Where was I? This is a very stream-of-consciousness post. Um…oh right, me quitting writing. Anyway.
So, I never had a “writing is not for me” realization, or a “I can never quit writing, it’s my DESTINYEI AHLE” or whatever. So far, this is really just…where I am. I don’t know what’s going to happen to the blog, my writing, or YouTube. I’m not asking for advice or anything. Just…yeah.
Oh, the other thing, too. See, I’m a very instant-feedback kind of person. I’m not very good at that whole “write for yourself” thing. And what frustrates me most about blogging, YouTubing, Twittering, and writing itself is the nagging feeling that no one cares. No one cares. No one.
(And okay, I am one of those people who counts “someone” as being a few hundred/thousand people, because yes I am shallow like that. Sue me.)
I gotta say fanfic does have an advantage there. Instant posting, instant-ish feedback, no real expectation of literary excellence. Just again, whether or not you can promote feeling in your writing.
Ironically, as much as I want attention, I’m also intimidated by the idea of it, especially since I use my real name on the Internet. (I’m terrible at anonymity.) What if something happens? What if I put out something I regret later?

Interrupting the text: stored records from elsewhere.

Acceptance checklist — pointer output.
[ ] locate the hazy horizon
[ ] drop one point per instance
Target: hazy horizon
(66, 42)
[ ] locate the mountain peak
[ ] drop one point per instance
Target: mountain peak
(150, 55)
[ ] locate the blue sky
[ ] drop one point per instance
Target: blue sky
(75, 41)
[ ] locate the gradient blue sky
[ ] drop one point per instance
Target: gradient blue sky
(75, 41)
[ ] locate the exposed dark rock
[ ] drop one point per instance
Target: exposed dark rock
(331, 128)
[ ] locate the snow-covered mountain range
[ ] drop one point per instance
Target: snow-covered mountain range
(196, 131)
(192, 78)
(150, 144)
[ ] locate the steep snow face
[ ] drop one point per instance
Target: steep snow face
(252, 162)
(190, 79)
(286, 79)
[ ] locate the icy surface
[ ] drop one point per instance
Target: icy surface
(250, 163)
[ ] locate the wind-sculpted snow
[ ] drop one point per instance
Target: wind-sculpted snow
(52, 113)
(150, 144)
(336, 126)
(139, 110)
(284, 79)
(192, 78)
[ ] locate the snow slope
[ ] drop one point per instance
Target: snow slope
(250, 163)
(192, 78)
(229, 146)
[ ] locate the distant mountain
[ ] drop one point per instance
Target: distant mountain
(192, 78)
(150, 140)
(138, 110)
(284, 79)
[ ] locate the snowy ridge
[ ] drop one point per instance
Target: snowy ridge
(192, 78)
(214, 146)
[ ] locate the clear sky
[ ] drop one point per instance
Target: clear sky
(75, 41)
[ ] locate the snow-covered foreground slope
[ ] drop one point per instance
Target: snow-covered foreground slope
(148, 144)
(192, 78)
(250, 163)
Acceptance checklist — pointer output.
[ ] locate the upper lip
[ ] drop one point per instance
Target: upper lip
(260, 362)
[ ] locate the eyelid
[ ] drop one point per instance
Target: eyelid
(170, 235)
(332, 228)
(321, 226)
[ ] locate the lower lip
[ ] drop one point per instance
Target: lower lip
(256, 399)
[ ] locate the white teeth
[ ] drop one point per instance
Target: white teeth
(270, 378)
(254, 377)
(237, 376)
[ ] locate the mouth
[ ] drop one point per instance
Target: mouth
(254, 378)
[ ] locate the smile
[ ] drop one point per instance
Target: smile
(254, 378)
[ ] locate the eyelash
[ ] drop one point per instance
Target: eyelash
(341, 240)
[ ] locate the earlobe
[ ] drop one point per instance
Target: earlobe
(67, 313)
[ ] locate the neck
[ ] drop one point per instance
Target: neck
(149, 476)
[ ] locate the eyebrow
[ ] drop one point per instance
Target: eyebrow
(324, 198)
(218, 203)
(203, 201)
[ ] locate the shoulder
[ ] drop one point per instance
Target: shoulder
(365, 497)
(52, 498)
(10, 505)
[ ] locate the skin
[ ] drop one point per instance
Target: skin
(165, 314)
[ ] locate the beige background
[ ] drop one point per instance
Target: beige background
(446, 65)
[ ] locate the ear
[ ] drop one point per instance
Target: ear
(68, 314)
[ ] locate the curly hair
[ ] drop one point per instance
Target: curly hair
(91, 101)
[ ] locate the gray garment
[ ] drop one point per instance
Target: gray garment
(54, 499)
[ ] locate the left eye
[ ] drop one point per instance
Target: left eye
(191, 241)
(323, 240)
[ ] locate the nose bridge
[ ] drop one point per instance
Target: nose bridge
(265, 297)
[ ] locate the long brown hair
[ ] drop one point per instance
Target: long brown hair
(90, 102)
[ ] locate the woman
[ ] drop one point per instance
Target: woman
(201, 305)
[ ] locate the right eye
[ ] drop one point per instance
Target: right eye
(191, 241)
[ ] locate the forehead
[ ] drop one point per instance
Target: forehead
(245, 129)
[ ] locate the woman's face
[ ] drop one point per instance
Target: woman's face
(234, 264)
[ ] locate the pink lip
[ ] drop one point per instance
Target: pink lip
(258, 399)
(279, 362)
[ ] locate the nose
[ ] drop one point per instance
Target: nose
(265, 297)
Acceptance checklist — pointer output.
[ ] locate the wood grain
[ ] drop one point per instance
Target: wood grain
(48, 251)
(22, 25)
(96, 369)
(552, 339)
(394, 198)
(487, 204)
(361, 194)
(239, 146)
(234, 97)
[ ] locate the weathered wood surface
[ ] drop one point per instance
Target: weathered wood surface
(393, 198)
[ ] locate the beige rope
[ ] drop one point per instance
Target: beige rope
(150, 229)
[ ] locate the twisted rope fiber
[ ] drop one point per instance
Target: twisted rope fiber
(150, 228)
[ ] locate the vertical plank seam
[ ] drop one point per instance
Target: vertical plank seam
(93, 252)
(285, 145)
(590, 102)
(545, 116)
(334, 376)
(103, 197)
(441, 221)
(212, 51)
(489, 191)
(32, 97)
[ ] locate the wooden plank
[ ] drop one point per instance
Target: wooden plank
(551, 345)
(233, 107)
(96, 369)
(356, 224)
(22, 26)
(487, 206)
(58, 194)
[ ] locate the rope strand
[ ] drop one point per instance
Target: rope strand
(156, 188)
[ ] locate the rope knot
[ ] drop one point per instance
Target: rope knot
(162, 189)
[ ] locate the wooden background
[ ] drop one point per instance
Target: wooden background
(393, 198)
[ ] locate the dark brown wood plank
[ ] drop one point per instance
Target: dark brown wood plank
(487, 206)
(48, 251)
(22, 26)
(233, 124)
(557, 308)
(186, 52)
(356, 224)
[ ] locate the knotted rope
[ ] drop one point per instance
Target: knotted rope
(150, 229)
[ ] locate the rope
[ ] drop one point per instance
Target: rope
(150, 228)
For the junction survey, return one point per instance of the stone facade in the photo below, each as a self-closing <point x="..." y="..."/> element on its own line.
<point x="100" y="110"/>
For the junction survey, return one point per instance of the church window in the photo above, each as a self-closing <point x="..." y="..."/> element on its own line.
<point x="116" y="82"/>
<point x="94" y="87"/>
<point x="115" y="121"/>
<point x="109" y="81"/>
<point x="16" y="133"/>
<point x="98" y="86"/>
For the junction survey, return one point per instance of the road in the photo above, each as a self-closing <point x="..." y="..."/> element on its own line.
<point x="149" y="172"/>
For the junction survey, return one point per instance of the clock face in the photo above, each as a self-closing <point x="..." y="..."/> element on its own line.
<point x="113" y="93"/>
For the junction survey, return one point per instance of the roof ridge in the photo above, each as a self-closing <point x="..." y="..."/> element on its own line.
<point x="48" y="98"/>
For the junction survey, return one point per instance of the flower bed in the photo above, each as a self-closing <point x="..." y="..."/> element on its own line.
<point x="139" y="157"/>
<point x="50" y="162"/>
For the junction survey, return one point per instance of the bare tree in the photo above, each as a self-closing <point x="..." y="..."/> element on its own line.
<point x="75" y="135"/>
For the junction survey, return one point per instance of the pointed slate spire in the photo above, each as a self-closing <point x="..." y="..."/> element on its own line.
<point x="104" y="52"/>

And also, to blog or to YouTube?? I express myself more easily on camera, but like…I don’t even have a camera!! Also, more writers frequent blogs than YouTube — you know, that whole instant feedback thing — so like, blogging makes more sense, and also is easier for me cause all you need are thoughts and a word processor, but like, YouTube is fun, so…
Yeah. Anyway. What’s the point of all this? Well, at first I thought there wasn’t one, but I have noticed a distinct change in the way I view myself now, so that’s worth mentioning.
As I mentioned, I used to define myself as a writer. Now, I’ve backed off using “writer” as an identity. Instead, I’ve placed my identity in my ability to adapt; to do anything I put my mind to. So now, I’m an adapter! Wait…that’s already a thing, isn’t it.
Yeah, I knew it. Anyway, it’s helped me calm down when considering my future prospects. This is my free time, so why spend it in a way that stresses me out? I’ve always thought that if I really liked something, I would attempt to do it without having to force myself. If I can’t do that with writing, well, then I won’t try to make it a career. I’ll find something else to do on the career front, and spend my free time doing something that actually relaxes me and helps me become a better, fuller person. On the other hand, I still kind of like writing, so maybe I’ll continue it as a hobby? Who knows.
Anyway, if you’ve made it this far you deserve to know I just got Hannah Heath’s new book, and so there should be a review of that in some form or another surfacing in the next few days. Someone hold me accountable for this. Hannah works hard and is consistent (unlike me) and we must reward the brave few who behave like this.
Anyway, that’s all from me for today. Maybe you like…related to this? Or not? Anyway bye.